Als ich das Zimmer meine Oma betrat, saß sie auf einem Stuhl, strahlte in ihrer Präsenz und löste gerade Kreuzworträtsel. Als sie mich sah, breitete sich ein Lächeln über ihr ganzes Gesicht aus und aus ihren Augen kam pure Freude. Wir umarmten uns, drückten und küssten einander und sie schmiegte sich mit ihrem dünnen Körper und ihrer vom Leben gezeichneten Haut an mich. Wie ein Kind. Es war so, als wäre ich in diesem Moment ihr Nest, ihre Geborgenheit, nun am Ende ihres Lebens hatten sich unsere Rollen verändert. Ich erinnerte mich an die wunderschönen Sommer, die ich mit ihr in Istrien gemeinsam verbracht hatte. Den Kamin, das Essen, den Wohlgeruch von zu Hause. Den Garten, die Blumen und ihre italienischen Lieder, die sie immer sang, wenn sie kochte oder ihr Gemüse und Obst unter der südlichen Sonne pflegte. Und auch sie erinnerte sich an all das, ohne dass wir darüber ein Wort miteinander getauscht hatten.

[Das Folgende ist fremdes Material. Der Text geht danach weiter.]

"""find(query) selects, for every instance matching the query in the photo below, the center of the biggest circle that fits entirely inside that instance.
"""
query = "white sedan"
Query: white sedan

Denn, das, was am Ende des Lebens bleibt, sind die Erinnerungen an jene Momente, als wir uns nah waren, uns wirklich begegnen durften, von Mensch zu Mensch, und von Seele zu Seele.


Oma und ich verbrachten einen wunderschönen Tag miteinander. Wir gingen königlich essen, machten Fotos, umarmten einander, küssten uns, lachten, tranken Wein und ich merkte, dass die Freude und das Glücklich sein mit ihr mich bis in die Tiefe meines Herzens durchdrangen. Nie hätte ich gedacht, dass unsere Begegnung so ablaufen würde, und ich war überrascht und gleichzeitig dankbar, solche Momente mit ihr noch erleben zu dürfen. Jetzt, wo sie am Ende ihres Lebens stand.



Denn wir wissen nie, wann wir uns das letzte Lebewohl sagen.



Ich betrachtete diese Frau und die Freude, die aus ihren Augen strahlte.
Ich dachte mir, wie geht das?
Nach so einem schweren Leben, all den Entbehrungen, der harten Arbeit, den unerfüllten Liebesgeschichten, dem allein sein, der Härte, die sie zeitweise in ihrem Leben aufgesetzt hatte, um zu überleben.


Wie geht das mit der Freude zum Schluß? Wenn man alt ist, der Körper 96 Jahre geprägt von dem steinigen Weg, dem Nicht Wissen, ob man morgens wieder aufwacht, dem Wenigen, das in ihrem Zimmer an materiellen Dingen noch da ist, das alleine schlafen gehen und zeitweise gepflegt werden müssen?


Wie geht das mit der Freude zum Schluß? Wenn im Außen nicht mehr viel da ist, was einen nährt, einem Liebe gibt, Freude schenkt?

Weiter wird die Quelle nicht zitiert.